Diesen Wertekonflikt, so Kretschmann, könne man nur mit dem Hinweis auf die geringe Größe des Projekts auflösen: Der Nationalpark umfasse 0,7 Prozent der Waldfläche im Land: „Es gibt wirklich keinen Grund, sich dermaßen darüber aufzuregen.“ Hauk hält ihm daraufhin entgegen: „Für die Menschen im Nordschwarzwald ist das Gebiet aber zu 100 Prozent Heimat.“

Nein, der Nationalpark taugt nicht zum Kompromiss.
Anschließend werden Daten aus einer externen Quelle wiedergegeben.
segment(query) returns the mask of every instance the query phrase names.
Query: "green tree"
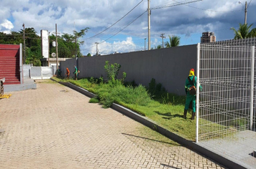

Die Fronten bleiben auch in der Schlussabstimmung starr. Nur ein einziger aus den Reihen der CDU schert aus: der Landrat des Zollernalb-Kreises, Günther-Martin Pauli. Er macht schon seit Monaten kein Hehl aus seiner Sympathie zum Nationalpark und spricht damit aus, was auch manch anderer Fraktionskollege denkt – aber nicht zu sagen wagt.

So wird der Park, der 2014 offiziell zu existieren beginnt, also ein rein grün-rotes Projekt. Die aus dem Schwarzwald angereisten Gegner überreichen ihre 30 000 Protestunterschriften denn auch der CDU.